Add pippenger_wnaf for multi-multiplication #486

pull jonasnick wants to merge 9 commits into bitcoin-core:master from jonasnick:pippenger changing 16 files +1601 −83
  1. jonasnick commented at 2:45 pm on November 13, 2017: contributor

    This PR is based on #473 and adds a variant of “Pippengers algorithm” (see Bernstein et al., Faster batch forgery identification, page 15 and https://github.com/scipr-lab/libff/pull/10) for point multi-multiplication that performs better with a large number of points than Strauss’ algorithm.

    aggsig

    Thanks to @sipa for providing wnaf_fixed, benchmarking, and the crucial suggestion to use affine addition.

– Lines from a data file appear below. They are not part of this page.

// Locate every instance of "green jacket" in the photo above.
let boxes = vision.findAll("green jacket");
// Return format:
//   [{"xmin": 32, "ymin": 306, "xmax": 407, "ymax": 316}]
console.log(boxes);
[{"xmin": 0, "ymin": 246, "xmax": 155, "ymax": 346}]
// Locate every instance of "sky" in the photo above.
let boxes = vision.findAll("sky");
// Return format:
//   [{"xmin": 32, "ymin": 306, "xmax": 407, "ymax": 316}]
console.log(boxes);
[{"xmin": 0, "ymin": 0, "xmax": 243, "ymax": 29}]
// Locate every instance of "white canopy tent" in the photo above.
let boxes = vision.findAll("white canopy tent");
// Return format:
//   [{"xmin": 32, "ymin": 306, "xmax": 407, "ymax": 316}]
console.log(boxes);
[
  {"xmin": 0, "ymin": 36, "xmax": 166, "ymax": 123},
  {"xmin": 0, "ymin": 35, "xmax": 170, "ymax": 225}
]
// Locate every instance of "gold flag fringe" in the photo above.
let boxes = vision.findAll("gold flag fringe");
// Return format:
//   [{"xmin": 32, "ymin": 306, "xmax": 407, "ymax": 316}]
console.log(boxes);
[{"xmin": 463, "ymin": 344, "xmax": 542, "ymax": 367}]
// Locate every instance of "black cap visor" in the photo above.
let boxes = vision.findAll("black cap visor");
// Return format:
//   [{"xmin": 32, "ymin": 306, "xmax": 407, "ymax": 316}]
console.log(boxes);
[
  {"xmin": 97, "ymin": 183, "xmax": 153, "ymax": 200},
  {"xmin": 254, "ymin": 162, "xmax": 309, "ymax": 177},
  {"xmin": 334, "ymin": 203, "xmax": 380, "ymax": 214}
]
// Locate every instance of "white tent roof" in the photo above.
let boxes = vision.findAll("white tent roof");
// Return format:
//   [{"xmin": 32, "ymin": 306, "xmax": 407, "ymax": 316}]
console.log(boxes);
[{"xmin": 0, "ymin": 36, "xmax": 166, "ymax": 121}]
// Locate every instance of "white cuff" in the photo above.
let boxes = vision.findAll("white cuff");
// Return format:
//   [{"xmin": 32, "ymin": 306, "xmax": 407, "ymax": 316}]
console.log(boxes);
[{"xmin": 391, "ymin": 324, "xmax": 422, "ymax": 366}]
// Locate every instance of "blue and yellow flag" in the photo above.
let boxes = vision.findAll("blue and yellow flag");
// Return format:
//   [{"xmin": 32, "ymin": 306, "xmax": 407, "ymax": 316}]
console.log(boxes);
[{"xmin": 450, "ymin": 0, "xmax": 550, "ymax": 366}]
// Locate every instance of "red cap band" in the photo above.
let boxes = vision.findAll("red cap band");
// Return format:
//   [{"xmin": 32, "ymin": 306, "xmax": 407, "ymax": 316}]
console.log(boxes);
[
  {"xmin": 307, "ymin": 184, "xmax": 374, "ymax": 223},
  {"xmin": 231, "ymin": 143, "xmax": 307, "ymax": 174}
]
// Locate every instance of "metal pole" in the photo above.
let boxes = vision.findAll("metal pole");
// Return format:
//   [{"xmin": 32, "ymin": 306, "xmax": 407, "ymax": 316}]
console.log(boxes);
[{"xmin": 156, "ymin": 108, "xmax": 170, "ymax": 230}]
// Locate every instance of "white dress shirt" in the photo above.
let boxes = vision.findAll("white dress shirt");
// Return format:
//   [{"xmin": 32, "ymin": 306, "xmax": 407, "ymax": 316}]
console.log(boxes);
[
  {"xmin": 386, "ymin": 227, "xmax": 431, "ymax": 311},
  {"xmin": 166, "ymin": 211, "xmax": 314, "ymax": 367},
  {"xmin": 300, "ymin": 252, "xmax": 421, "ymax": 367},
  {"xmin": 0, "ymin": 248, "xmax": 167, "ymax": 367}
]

    The PR also makes ecmult_multi decide which algorithm to use, based on the number of points and the available scratch space. For restricted scratch spaces this can be further optimized in the future (f.e. a 35kB scratch space allows batches of 11 points with strauss or 95 points with pippenger; choosing pippenger would be 5% faster).

    As soon as this PR has received some feedback I’ll repeat the benchmarks to determine the optimal pippenger_bucket_window with the new benchmarking code in #473.

  2. apoelstra commented at 2:47 pm on November 13, 2017: contributor

    Hooray!

    Please rebase – should be straightforward, we merged only some minor things last week.

  3. apoelstra cross-referenced this on Nov 13, 2017 from issue Multi-point multiplication support by sipa
  4. jonasnick force-pushed on Nov 14, 2017
  5. jonasnick commented at 10:45 am on November 14, 2017: contributor
    Rebased
  6. in src/ecmult_impl.h:783 in be3248f50a outdated
    778+    } else if(bucket_window == 10) {
    779+        return 17400;
    780+    } else if(bucket_window == 11) {
    781+        return 28600;
    782+    } else if(bucket_window == PIPPENGER_MAX_BUCKET_WINDOW) {
    783+        return INT_MAX;
    


    sipa commented at 10:39 pm on November 14, 2017:
    INT_MAX is not defined.

    apoelstra commented at 4:52 pm on November 15, 2017:
    #include <limits.h> ?
  7. jonasnick force-pushed on Nov 16, 2017
  8. apoelstra commented at 5:53 pm on November 16, 2017: contributor

    In secp256k1_ecmult_multi_split_strauss_wnaf we immediately convert a secp256k1_ge received from the callback to a secp256k1_gej. Would be better to change the callback API to just return a gej in the first place, otherwise the caller may be forced to do an expensive and pointless gej->ge conversion.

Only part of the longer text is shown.